Viral myositis is an uncommon viral infection which causes one’s skeletal muscles to become weakened, inflamed, and painful. An individual may experience highly concentrated pain in one muscle group, like hip and shoulder muscles, or the condition may cause pain in several places all over the body simultaneously. Symptoms generally proceed rapidly, and one may very quickly find themselves suddenly unable to leave his or her bed in the last stages of viral myositis. Treating this condition typically involves a round of antiviral drugs, steroids to lower inflammation, fluids for hydration, and an extended period of bed rest.
Muscle inflammation and infection are very rare with most viral infections. The majority of the cases involving viral myositis have to do with autoimmune conditions that cause the immune system to attack healthy muscle fibers and nerves by mistake, as if they were harmful pathogens. For viral myositis, however, one’s immune system is not mistaken; there will really be the presence of dangerous pathogens in one’s body that need to be eliminated. Human immunodeficiency virus (HIV) is what most commonly causes viral myositis. Severe infections of influenza, coxsackievirus, and many other pathogens can cause muscle inflammation also.
An individual who contracts viral myositis will most commonly feel weakness, pain, and inflammation in at least one or more muscles. The most common sites are the quadriceps muscle as well as the lower back muscle. Swelling may also occur in one’s arms, shoulders, and neck. Additional symptoms of myositis are fatigue, fever, and body aches. In acute cases, one’s kidneys, lungs, or even hart can be affected, resulting in a very dangerous and life-threatening situation.
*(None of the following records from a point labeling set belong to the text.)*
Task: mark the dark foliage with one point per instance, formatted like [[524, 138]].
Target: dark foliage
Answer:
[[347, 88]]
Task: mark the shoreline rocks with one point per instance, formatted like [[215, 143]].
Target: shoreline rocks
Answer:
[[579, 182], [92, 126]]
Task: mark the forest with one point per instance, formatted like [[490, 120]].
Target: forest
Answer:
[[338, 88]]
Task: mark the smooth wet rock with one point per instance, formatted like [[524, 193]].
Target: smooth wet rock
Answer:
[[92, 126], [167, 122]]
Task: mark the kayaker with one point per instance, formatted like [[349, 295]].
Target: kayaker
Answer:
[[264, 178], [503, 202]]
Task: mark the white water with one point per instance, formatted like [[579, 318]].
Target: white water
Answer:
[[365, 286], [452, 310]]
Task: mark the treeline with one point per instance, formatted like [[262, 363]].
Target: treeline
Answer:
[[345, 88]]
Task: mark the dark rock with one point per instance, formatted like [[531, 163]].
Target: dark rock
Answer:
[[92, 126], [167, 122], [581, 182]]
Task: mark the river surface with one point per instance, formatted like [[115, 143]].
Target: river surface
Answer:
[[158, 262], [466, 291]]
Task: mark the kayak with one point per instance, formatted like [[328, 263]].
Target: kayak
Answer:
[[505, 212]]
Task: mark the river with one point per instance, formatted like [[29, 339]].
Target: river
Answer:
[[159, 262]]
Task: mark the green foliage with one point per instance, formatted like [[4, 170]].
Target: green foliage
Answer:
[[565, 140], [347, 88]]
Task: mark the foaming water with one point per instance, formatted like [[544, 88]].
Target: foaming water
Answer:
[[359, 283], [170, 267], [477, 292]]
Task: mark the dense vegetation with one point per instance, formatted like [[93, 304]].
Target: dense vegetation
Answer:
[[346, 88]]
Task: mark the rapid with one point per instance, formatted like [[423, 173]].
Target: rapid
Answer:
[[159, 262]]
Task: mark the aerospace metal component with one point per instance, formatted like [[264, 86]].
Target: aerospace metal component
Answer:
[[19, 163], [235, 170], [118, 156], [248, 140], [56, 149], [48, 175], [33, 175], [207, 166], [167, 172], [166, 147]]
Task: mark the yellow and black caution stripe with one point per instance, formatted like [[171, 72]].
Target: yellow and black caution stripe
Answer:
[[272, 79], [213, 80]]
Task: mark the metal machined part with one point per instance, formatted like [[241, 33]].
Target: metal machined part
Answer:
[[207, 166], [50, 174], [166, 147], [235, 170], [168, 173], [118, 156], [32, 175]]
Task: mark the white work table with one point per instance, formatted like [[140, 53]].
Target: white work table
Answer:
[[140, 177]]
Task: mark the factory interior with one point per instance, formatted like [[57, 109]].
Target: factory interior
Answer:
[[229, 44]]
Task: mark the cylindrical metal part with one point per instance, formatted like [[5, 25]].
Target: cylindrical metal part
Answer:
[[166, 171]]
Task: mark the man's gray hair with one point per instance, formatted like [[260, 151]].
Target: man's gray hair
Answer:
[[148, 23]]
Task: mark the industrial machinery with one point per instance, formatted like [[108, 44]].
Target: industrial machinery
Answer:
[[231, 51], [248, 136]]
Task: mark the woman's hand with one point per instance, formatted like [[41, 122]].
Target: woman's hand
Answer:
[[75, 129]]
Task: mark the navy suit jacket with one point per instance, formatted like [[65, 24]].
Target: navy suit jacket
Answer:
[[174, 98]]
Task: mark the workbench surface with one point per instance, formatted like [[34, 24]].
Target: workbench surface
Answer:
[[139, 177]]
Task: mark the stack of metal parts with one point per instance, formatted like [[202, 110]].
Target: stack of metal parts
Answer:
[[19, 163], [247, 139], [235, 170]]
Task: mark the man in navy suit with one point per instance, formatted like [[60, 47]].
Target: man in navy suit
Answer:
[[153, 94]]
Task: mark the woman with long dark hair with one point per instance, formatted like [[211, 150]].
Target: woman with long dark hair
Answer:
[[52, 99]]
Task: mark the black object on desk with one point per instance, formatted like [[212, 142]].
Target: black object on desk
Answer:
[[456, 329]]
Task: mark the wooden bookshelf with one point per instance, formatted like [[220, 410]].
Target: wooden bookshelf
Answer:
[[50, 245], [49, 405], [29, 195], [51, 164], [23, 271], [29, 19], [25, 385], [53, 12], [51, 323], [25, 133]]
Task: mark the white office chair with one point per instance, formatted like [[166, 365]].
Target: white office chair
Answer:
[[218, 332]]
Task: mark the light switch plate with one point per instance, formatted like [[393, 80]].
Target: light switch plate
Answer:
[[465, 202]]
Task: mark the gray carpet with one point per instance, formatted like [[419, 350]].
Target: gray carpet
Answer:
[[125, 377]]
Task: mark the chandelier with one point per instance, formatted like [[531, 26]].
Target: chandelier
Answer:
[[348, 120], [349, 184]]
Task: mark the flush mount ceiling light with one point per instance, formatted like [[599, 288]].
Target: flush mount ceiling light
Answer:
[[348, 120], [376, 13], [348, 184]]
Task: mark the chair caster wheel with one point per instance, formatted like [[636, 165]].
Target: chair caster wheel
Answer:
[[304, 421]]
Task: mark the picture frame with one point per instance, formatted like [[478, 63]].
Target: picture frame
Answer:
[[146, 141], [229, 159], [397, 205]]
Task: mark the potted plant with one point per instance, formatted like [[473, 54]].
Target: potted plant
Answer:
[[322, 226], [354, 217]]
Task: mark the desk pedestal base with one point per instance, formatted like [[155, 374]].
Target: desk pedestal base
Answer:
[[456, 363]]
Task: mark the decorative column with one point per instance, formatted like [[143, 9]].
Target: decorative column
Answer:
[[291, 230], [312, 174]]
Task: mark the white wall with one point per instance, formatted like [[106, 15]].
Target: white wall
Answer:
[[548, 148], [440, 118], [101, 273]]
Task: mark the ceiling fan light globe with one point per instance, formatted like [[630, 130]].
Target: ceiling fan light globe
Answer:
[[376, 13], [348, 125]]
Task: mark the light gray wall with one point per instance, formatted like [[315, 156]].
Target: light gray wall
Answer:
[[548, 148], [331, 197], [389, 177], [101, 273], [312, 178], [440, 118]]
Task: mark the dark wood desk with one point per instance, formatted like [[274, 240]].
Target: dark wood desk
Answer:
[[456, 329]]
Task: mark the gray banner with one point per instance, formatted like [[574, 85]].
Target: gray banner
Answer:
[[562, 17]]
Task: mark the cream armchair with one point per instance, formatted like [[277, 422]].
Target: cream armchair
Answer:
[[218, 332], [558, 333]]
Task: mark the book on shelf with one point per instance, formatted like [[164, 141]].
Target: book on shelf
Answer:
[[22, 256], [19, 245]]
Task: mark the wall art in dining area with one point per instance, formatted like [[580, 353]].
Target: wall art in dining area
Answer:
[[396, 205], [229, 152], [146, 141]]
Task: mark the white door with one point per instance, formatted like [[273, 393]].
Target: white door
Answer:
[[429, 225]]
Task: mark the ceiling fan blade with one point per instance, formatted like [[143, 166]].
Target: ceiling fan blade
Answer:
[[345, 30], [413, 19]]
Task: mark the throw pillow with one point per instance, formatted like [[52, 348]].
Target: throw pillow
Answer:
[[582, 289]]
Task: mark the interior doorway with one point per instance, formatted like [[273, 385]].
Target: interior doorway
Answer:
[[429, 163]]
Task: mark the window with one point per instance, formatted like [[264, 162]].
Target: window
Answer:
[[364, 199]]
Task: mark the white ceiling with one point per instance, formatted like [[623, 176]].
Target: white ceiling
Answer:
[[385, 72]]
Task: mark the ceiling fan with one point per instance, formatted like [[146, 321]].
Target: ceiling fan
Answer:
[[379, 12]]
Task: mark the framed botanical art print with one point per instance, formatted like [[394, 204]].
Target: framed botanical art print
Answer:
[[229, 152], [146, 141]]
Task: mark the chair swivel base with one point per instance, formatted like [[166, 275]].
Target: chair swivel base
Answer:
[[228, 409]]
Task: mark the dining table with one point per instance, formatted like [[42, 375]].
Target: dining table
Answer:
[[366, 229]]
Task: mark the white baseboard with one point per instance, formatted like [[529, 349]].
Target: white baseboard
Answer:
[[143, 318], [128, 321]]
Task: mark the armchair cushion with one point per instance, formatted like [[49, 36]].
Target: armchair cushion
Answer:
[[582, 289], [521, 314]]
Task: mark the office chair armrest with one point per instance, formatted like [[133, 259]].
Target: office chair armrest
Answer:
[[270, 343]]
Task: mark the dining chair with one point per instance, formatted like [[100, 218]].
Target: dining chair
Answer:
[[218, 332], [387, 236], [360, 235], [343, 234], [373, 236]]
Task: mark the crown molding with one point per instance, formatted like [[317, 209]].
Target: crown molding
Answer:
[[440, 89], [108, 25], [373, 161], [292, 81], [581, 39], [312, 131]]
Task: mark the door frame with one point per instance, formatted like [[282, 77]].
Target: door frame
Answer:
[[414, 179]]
A medical professional can determine the presence of viral myositis through blood tests and a physical exam. The doctor will need to inquire about the patient’s symptoms and medical history, and investigate the muscles for any abnormalities such as tender spots. Blood samples are taken to determine whether there are viruses, such as HIV, which may have caused the symptoms that the patient is exhibiting.
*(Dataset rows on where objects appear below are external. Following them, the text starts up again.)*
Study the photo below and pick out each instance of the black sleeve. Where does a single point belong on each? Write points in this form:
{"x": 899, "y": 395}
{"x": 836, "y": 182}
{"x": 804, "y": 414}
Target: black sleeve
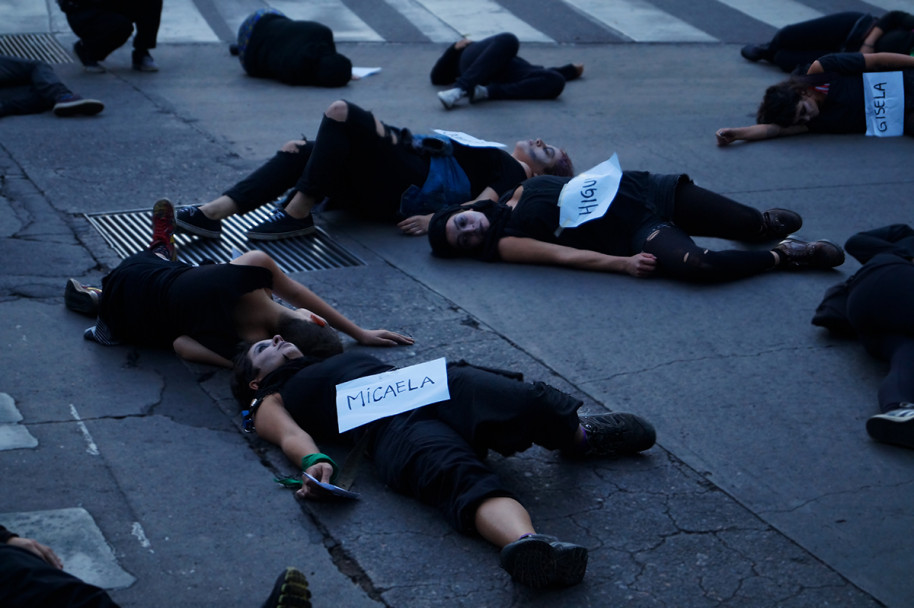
{"x": 896, "y": 239}
{"x": 896, "y": 20}
{"x": 843, "y": 63}
{"x": 446, "y": 69}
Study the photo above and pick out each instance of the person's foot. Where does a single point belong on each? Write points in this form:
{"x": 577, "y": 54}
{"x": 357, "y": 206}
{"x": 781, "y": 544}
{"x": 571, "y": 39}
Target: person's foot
{"x": 194, "y": 221}
{"x": 480, "y": 93}
{"x": 100, "y": 334}
{"x": 143, "y": 62}
{"x": 539, "y": 560}
{"x": 281, "y": 226}
{"x": 72, "y": 104}
{"x": 754, "y": 52}
{"x": 615, "y": 434}
{"x": 289, "y": 591}
{"x": 89, "y": 64}
{"x": 895, "y": 426}
{"x": 450, "y": 97}
{"x": 794, "y": 253}
{"x": 779, "y": 223}
{"x": 163, "y": 230}
{"x": 82, "y": 298}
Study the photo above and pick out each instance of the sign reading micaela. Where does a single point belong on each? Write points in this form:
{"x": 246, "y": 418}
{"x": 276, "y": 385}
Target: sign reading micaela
{"x": 371, "y": 398}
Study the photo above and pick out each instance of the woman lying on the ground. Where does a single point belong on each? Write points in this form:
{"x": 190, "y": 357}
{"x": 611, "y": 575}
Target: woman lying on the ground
{"x": 876, "y": 305}
{"x": 829, "y": 98}
{"x": 204, "y": 311}
{"x": 799, "y": 44}
{"x": 434, "y": 453}
{"x": 366, "y": 166}
{"x": 647, "y": 228}
{"x": 270, "y": 45}
{"x": 491, "y": 69}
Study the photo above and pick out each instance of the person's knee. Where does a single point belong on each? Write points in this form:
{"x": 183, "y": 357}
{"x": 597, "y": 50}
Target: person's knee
{"x": 338, "y": 110}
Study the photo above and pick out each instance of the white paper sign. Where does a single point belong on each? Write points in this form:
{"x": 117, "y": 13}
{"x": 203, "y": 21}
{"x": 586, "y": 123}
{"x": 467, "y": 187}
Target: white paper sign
{"x": 469, "y": 140}
{"x": 884, "y": 98}
{"x": 589, "y": 195}
{"x": 371, "y": 398}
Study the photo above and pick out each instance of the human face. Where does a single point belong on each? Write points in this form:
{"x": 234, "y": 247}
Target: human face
{"x": 267, "y": 355}
{"x": 467, "y": 229}
{"x": 807, "y": 109}
{"x": 538, "y": 155}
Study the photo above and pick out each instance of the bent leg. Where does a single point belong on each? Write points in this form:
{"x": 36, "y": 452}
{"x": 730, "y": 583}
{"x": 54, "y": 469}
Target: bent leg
{"x": 679, "y": 257}
{"x": 483, "y": 61}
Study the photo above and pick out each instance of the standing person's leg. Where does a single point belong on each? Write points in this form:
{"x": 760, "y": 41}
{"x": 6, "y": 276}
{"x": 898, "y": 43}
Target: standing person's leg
{"x": 264, "y": 184}
{"x": 146, "y": 14}
{"x": 100, "y": 33}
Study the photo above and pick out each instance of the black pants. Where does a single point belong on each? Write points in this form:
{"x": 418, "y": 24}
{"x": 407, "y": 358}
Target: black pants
{"x": 880, "y": 306}
{"x": 493, "y": 62}
{"x": 435, "y": 453}
{"x": 102, "y": 30}
{"x": 348, "y": 162}
{"x": 44, "y": 87}
{"x": 700, "y": 212}
{"x": 27, "y": 581}
{"x": 802, "y": 43}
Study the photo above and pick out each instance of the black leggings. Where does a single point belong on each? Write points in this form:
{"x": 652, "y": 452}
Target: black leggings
{"x": 881, "y": 309}
{"x": 493, "y": 62}
{"x": 700, "y": 212}
{"x": 348, "y": 162}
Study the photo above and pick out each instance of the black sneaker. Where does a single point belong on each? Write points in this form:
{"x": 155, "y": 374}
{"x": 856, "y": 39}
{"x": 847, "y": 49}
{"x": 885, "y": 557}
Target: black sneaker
{"x": 72, "y": 104}
{"x": 540, "y": 560}
{"x": 289, "y": 591}
{"x": 895, "y": 426}
{"x": 795, "y": 254}
{"x": 89, "y": 64}
{"x": 192, "y": 220}
{"x": 616, "y": 434}
{"x": 282, "y": 226}
{"x": 82, "y": 298}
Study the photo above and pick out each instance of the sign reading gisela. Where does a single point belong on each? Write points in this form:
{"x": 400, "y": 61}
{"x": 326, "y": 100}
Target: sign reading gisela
{"x": 371, "y": 398}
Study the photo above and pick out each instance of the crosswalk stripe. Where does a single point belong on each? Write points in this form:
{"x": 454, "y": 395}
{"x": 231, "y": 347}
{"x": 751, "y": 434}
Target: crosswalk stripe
{"x": 774, "y": 12}
{"x": 434, "y": 28}
{"x": 182, "y": 22}
{"x": 478, "y": 19}
{"x": 641, "y": 21}
{"x": 346, "y": 25}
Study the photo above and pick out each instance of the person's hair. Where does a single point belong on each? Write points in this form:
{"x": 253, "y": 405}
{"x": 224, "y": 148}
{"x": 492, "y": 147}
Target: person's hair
{"x": 314, "y": 341}
{"x": 437, "y": 233}
{"x": 562, "y": 167}
{"x": 319, "y": 341}
{"x": 779, "y": 105}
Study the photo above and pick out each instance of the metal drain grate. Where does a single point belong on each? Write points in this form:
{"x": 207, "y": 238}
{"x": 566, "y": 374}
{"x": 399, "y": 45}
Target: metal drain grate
{"x": 128, "y": 232}
{"x": 43, "y": 47}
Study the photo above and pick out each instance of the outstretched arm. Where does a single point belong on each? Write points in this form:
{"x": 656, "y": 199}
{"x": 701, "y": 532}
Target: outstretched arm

Treating viral myositis mostly depends on which virus is involved and how acute the symptoms are. Patients who have minor symptoms, such as low fevers and minor pain are given antiviral medications and are recommended to get sufficient rest until the symptoms are cured. Should an individual be suffering from immense discomfort, she or he may be hospitalized so that fluids, antivirals, and corticosteroids can be safely administered. Those who are HIV-positive generally need more aggressive treatment initially, and will require ongoing medical treatment indefinitely for their conditions. In general, cases of myositis are successfully treated or at the very least, treated to the point of non-issue.